Oglądamy rodzinny koszmar wysnuty z aury "Ślubu" Gombrowicza. Wyspa jest może egzotyczna, jak u Szekspira, ale krzywo otynkowana lepianka na plaży jakaś polska. Ariel (Karolina Adamczyk) tańczy krakowiaka. Prospero (Michał Jarmicki) nie jest księciem ani mędrcem: to grubas w rozchełstanym szlafroku. Wegetuje w barłogu i rozwiązuje krzyżówki. "Debil" – mówi jego córka Miranda (świetna Marta Nieradkiewicz). Podpowiada rozwiązanie hasła "Człowiek, który nie ma wiedzy" i zwierza się z przemyśleń na temat rodzica.
Reżyserka zerwała z dziecinnie bajkowym mitem o idealnym Prosperze, którego skrzywdził brat Antonio. Stworzyła kolejny w ostatnim czasie spektakl o winie ojca wobec córki, dając portret zakompleksionego nieudacznika i domowego satrapy. Prosper zaraził Mirandę syndromem życia w oblężonej twierdzy, a Kalibana (Michał Czachor) wychował na skretyniałego pasierba (rozgrywa na komputerze pojedynek pomiędzy Jagiellonią Białystok i Cracovią). Wcale nie dziwi, że Trinkulo i Stafano, którzy przybyli na wyspę z Antoniem, robią na chłopaku wrażenie boskich postaci. A równie mocno jak alkohol upaja go myśl o zemście na Prosperze, choć najbardziej marzy o niej Miranda.

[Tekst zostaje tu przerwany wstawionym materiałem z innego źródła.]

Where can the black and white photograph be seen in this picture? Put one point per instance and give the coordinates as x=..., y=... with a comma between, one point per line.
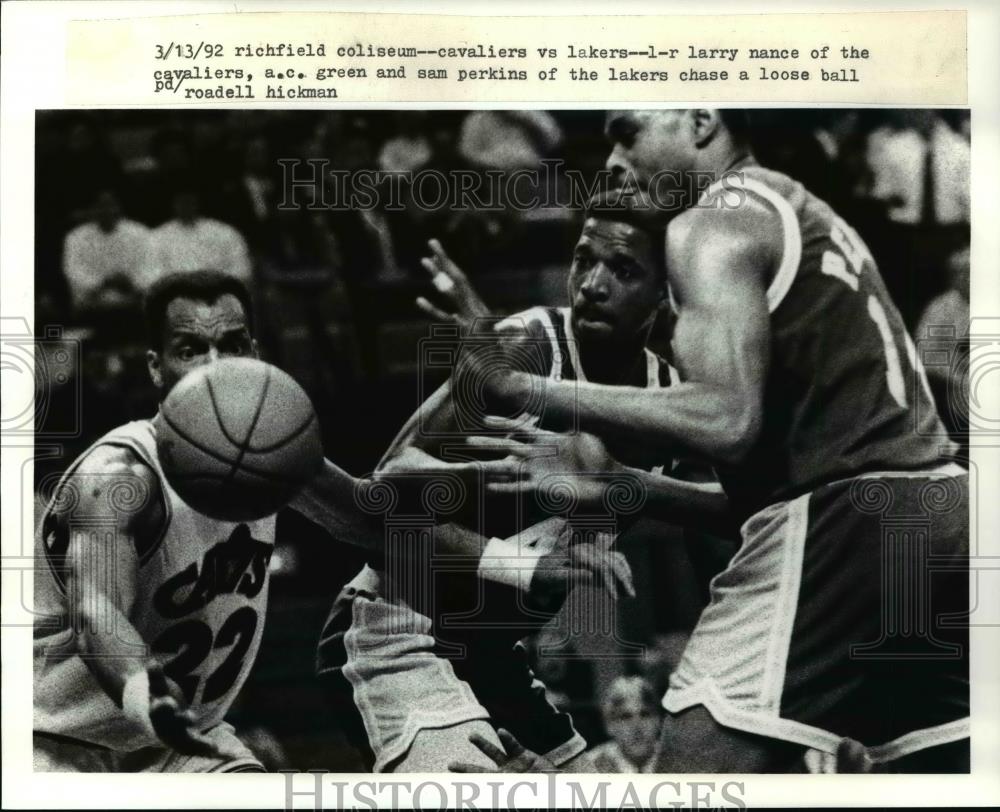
x=502, y=440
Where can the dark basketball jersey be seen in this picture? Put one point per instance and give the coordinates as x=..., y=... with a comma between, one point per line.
x=845, y=392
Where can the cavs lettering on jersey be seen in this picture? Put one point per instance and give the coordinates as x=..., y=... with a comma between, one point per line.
x=845, y=392
x=200, y=603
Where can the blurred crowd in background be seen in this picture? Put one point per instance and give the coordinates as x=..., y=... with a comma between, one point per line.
x=122, y=197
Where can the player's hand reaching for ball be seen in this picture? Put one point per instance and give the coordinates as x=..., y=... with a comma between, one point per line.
x=573, y=471
x=487, y=361
x=580, y=564
x=173, y=721
x=463, y=302
x=513, y=758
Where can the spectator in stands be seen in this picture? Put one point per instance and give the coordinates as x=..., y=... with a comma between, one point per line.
x=191, y=242
x=920, y=168
x=410, y=150
x=252, y=197
x=508, y=139
x=174, y=167
x=632, y=717
x=108, y=260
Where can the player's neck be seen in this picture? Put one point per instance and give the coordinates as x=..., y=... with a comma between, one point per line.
x=614, y=364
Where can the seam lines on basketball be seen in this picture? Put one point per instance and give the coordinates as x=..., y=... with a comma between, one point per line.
x=264, y=449
x=253, y=423
x=217, y=456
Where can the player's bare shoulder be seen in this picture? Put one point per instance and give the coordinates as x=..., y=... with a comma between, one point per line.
x=112, y=483
x=728, y=230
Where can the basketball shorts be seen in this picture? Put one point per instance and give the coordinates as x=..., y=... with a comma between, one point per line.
x=844, y=613
x=54, y=753
x=382, y=655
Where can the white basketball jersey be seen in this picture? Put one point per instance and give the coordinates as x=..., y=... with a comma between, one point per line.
x=200, y=605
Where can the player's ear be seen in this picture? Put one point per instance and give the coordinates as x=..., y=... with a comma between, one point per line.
x=155, y=369
x=704, y=124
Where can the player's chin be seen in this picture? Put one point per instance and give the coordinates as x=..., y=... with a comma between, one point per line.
x=593, y=327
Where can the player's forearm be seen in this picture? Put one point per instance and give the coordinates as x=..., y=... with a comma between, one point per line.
x=331, y=501
x=693, y=504
x=108, y=643
x=709, y=420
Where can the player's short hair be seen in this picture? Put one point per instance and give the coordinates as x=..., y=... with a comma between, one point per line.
x=636, y=210
x=203, y=286
x=737, y=123
x=624, y=689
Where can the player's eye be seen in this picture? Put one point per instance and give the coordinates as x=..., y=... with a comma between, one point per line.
x=625, y=271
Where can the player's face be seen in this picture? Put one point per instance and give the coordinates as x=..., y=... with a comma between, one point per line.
x=635, y=727
x=615, y=287
x=198, y=333
x=647, y=142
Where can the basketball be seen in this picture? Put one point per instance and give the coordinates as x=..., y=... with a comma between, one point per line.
x=237, y=439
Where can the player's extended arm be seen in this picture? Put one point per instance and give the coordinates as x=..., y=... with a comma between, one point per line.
x=718, y=263
x=580, y=464
x=102, y=567
x=117, y=491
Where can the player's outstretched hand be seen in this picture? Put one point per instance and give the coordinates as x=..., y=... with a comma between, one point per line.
x=172, y=720
x=851, y=757
x=464, y=304
x=577, y=466
x=514, y=758
x=579, y=565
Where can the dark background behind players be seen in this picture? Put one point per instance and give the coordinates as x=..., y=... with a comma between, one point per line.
x=335, y=291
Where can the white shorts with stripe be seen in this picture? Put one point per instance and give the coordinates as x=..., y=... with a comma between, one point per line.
x=805, y=639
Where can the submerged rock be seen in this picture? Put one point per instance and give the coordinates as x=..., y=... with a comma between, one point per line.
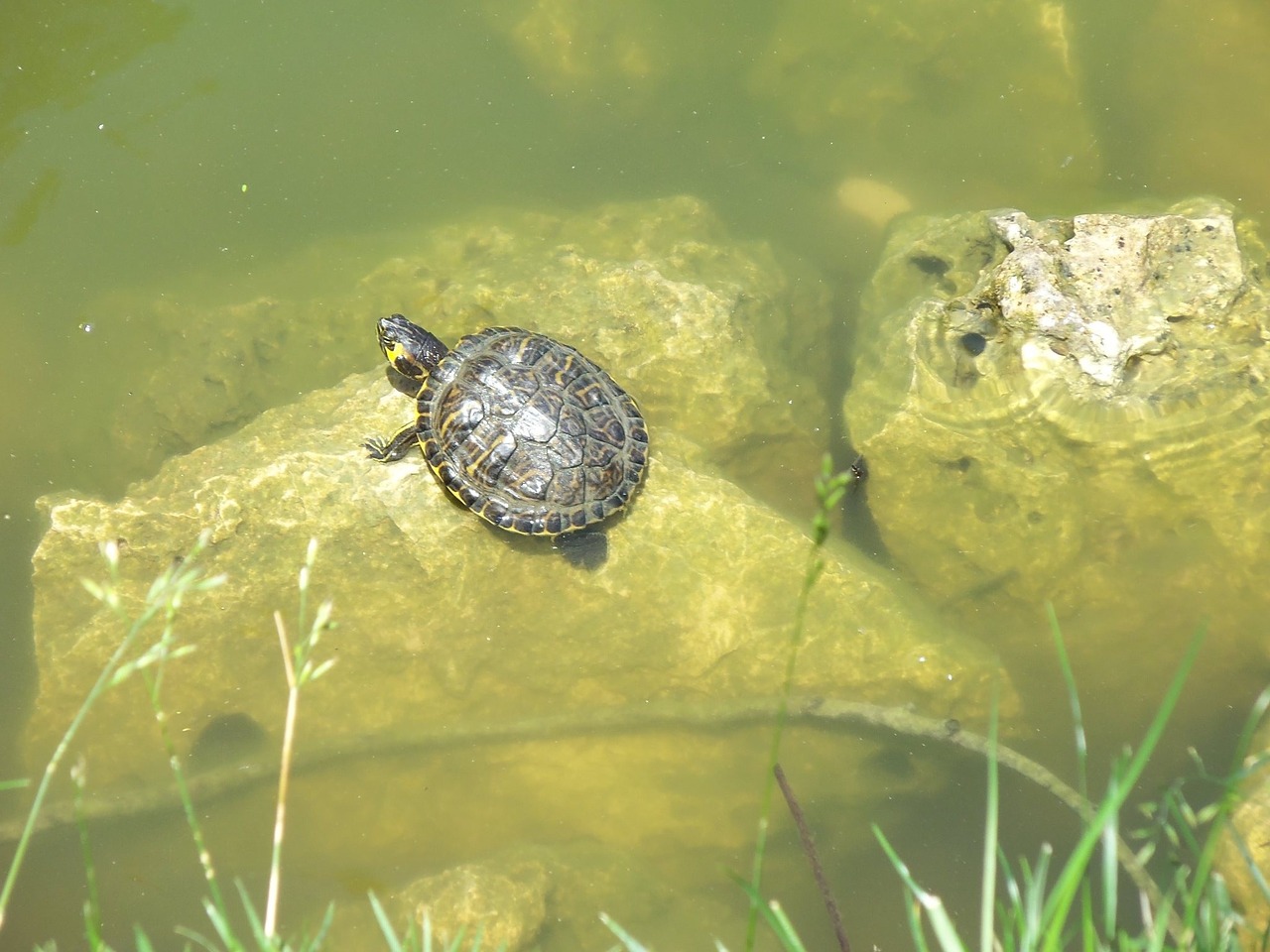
x=443, y=620
x=1071, y=409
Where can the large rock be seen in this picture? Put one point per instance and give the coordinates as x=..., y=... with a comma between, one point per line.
x=444, y=620
x=714, y=336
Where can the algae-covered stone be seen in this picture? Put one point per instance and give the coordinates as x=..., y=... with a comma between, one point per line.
x=712, y=336
x=443, y=619
x=1051, y=407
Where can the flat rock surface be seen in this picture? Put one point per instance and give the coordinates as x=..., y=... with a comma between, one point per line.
x=443, y=620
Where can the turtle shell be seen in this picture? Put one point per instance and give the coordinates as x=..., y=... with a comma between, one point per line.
x=530, y=434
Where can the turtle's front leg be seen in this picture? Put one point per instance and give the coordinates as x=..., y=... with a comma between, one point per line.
x=402, y=443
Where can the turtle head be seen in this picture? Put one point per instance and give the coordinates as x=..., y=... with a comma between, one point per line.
x=409, y=349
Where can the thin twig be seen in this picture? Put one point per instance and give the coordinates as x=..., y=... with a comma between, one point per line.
x=804, y=833
x=289, y=733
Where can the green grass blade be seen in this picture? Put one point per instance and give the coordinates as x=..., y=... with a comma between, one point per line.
x=629, y=942
x=1074, y=699
x=931, y=904
x=1066, y=888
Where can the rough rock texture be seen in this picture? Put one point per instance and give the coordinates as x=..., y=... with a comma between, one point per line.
x=444, y=619
x=714, y=336
x=1049, y=408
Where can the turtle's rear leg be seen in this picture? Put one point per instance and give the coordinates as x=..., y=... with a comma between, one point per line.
x=585, y=548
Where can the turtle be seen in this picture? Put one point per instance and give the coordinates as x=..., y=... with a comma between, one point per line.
x=524, y=430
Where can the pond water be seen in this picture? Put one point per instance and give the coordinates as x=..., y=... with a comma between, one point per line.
x=164, y=160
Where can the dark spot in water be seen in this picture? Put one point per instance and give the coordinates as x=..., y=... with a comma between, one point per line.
x=227, y=739
x=930, y=264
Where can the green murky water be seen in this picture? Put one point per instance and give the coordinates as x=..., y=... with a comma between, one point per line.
x=160, y=160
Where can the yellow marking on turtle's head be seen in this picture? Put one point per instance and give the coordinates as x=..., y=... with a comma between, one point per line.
x=409, y=349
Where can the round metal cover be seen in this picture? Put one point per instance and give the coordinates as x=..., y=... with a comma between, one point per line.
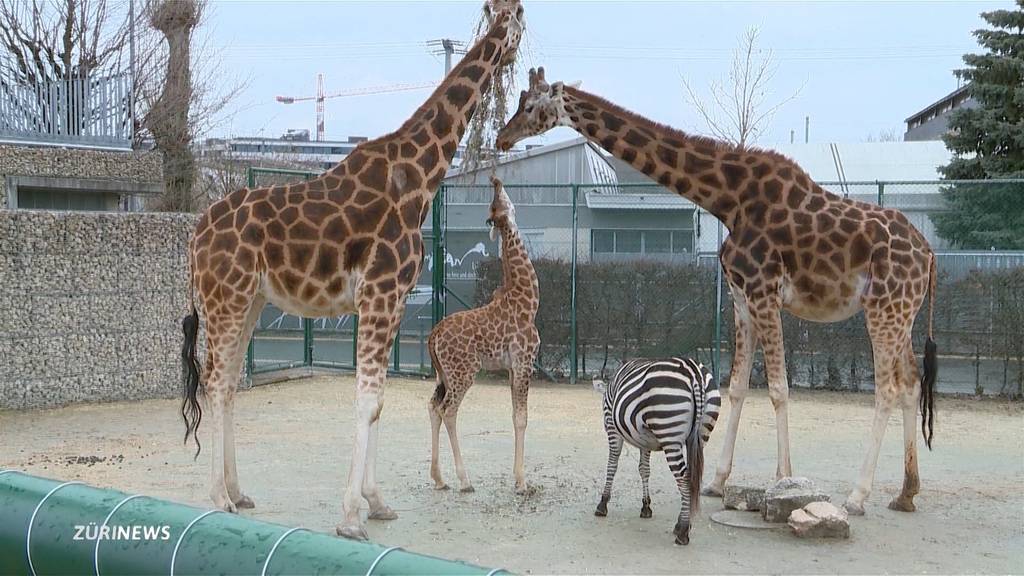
x=742, y=519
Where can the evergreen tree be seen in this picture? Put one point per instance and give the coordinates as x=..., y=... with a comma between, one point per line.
x=988, y=141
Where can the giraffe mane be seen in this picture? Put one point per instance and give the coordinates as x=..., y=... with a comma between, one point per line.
x=697, y=139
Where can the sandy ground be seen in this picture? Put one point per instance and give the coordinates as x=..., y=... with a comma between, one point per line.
x=294, y=445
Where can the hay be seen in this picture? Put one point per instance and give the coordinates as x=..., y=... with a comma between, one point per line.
x=491, y=111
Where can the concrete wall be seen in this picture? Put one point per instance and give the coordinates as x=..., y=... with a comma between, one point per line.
x=123, y=172
x=90, y=305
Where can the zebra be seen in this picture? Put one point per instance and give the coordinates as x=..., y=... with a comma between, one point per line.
x=667, y=404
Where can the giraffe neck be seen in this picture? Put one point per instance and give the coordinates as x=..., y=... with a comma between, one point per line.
x=442, y=120
x=517, y=271
x=699, y=169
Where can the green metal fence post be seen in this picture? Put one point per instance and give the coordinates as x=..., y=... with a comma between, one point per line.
x=251, y=353
x=437, y=277
x=573, y=354
x=355, y=341
x=718, y=314
x=307, y=341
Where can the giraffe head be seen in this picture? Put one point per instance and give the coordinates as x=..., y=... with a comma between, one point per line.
x=502, y=210
x=510, y=14
x=541, y=109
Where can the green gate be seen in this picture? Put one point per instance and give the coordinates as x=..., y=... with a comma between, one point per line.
x=282, y=341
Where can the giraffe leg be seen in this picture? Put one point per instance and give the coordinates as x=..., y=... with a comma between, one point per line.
x=377, y=327
x=676, y=455
x=645, y=510
x=886, y=359
x=614, y=450
x=451, y=417
x=371, y=491
x=435, y=432
x=910, y=388
x=230, y=465
x=769, y=328
x=520, y=392
x=739, y=380
x=223, y=364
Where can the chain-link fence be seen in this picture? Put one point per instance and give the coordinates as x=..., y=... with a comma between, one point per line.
x=632, y=271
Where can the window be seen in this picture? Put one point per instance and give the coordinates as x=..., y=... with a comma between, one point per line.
x=642, y=241
x=656, y=241
x=604, y=241
x=682, y=242
x=43, y=199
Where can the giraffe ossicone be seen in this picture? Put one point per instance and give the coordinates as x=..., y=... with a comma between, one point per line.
x=499, y=335
x=346, y=242
x=792, y=246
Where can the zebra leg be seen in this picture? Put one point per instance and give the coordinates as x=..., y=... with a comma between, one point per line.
x=676, y=456
x=645, y=510
x=614, y=449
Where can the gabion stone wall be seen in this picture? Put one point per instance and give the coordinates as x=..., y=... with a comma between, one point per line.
x=91, y=305
x=128, y=166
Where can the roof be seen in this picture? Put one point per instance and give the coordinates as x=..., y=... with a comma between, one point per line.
x=948, y=96
x=646, y=201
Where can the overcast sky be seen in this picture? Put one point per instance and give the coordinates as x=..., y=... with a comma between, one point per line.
x=860, y=68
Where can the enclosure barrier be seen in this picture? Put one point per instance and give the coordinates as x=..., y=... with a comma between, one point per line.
x=52, y=527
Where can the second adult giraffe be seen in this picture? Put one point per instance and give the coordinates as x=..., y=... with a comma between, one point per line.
x=499, y=335
x=347, y=242
x=792, y=246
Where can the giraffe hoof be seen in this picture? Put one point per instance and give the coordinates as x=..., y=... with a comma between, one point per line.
x=352, y=532
x=712, y=490
x=854, y=508
x=901, y=504
x=383, y=513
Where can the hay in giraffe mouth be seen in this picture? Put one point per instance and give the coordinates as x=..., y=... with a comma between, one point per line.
x=492, y=110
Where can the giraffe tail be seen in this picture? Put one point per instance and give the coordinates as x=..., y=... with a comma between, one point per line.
x=192, y=411
x=931, y=366
x=438, y=399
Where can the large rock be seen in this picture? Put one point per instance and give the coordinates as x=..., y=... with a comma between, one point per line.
x=819, y=520
x=790, y=494
x=750, y=498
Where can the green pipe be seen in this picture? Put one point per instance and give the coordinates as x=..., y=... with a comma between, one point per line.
x=51, y=527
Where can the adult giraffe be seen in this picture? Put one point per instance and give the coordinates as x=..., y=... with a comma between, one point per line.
x=792, y=246
x=347, y=242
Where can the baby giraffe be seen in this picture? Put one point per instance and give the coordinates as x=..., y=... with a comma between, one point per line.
x=499, y=335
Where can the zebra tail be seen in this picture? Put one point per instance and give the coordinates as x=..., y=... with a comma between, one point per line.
x=694, y=451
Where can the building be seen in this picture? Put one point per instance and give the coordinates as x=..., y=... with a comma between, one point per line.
x=933, y=121
x=623, y=214
x=292, y=149
x=67, y=146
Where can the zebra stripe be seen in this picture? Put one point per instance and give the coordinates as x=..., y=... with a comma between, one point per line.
x=668, y=405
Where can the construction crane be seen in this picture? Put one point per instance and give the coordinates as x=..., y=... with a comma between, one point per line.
x=321, y=96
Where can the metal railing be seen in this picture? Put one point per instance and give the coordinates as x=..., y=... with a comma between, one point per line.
x=596, y=312
x=93, y=112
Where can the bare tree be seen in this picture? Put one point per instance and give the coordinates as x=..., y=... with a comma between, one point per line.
x=737, y=110
x=60, y=39
x=888, y=135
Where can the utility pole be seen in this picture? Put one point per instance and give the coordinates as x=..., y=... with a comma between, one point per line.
x=448, y=47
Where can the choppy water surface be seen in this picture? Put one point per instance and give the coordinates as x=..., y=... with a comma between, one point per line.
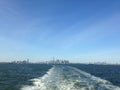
x=59, y=77
x=69, y=78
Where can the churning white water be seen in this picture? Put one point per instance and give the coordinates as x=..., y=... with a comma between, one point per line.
x=69, y=78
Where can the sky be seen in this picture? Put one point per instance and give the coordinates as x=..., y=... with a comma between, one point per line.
x=77, y=30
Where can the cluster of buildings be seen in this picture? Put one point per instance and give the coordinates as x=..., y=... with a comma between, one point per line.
x=21, y=62
x=58, y=61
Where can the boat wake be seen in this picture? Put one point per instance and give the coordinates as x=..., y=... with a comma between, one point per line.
x=69, y=78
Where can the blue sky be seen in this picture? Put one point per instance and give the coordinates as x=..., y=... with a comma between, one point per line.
x=78, y=30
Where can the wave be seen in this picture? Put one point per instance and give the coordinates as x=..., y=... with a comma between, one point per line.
x=61, y=77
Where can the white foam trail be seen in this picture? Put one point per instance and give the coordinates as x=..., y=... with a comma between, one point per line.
x=69, y=78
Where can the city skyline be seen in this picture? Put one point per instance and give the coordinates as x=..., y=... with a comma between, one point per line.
x=80, y=31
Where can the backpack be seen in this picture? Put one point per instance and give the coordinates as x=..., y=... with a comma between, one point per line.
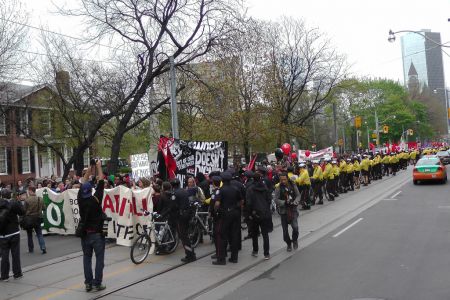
x=4, y=212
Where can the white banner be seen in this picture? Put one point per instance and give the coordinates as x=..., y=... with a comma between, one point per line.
x=310, y=155
x=122, y=204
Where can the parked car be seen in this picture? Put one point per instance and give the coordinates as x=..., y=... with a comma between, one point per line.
x=429, y=168
x=444, y=156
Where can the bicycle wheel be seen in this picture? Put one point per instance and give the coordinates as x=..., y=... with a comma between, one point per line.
x=140, y=249
x=194, y=233
x=170, y=242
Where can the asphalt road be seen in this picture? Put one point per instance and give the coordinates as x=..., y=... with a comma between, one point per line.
x=57, y=246
x=397, y=249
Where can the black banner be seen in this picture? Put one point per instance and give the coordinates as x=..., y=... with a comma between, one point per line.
x=192, y=157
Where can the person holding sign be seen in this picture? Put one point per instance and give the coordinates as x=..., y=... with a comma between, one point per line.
x=91, y=227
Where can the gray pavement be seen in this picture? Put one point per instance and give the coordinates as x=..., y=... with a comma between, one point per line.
x=164, y=277
x=399, y=250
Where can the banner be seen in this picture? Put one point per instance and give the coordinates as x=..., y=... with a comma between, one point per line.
x=310, y=155
x=192, y=157
x=122, y=204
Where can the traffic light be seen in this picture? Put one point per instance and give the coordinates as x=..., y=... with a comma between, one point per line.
x=358, y=121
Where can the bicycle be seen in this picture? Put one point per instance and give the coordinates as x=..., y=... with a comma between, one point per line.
x=200, y=224
x=165, y=239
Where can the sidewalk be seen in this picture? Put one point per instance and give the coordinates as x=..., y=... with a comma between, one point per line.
x=166, y=278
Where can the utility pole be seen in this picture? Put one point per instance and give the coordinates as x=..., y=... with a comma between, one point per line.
x=336, y=135
x=173, y=100
x=377, y=128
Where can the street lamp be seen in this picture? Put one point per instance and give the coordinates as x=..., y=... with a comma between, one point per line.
x=391, y=37
x=446, y=105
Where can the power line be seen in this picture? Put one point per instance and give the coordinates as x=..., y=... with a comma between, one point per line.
x=61, y=34
x=58, y=56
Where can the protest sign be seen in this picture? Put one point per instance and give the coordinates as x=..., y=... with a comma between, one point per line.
x=122, y=204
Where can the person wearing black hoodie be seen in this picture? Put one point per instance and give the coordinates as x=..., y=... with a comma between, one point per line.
x=10, y=234
x=258, y=198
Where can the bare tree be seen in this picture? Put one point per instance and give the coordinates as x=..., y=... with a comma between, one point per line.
x=305, y=69
x=153, y=31
x=12, y=38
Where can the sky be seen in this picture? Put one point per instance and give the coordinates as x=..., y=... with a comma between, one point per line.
x=358, y=28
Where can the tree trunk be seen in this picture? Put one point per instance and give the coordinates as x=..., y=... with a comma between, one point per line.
x=79, y=161
x=115, y=151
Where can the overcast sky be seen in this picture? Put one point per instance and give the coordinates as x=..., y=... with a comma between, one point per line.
x=358, y=28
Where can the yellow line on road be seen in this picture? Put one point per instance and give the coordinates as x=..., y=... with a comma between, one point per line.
x=108, y=275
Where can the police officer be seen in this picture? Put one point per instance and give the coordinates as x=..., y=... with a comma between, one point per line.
x=328, y=176
x=317, y=182
x=181, y=198
x=227, y=205
x=287, y=198
x=304, y=185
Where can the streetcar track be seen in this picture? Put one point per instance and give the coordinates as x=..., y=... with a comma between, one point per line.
x=128, y=285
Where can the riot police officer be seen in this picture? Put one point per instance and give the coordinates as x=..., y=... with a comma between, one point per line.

Młoda, piękna dziewczyna pragnie wyzwolenia. Scena miłosna z Ferdynandem jest najlepsza. Marta Nieradkiewicz nie całuje Piotra Jankowskiego – ona pożera "męskie ciacho", mało się nie udławi "jabłkiem Adama". Pokazując uwalnianie się z dziewczęcej traumy, krzyczy jak zranione zwierzę. Niczym fontanna radości oblewa scenicznego kolegę wodą. Prosto z ust! To mocny portret fizjologii uczuć, ale i pożegnanie z grozą, jaką Miranda przeżyła, gdy z ojcem miała utonąć na rozkaz wuja.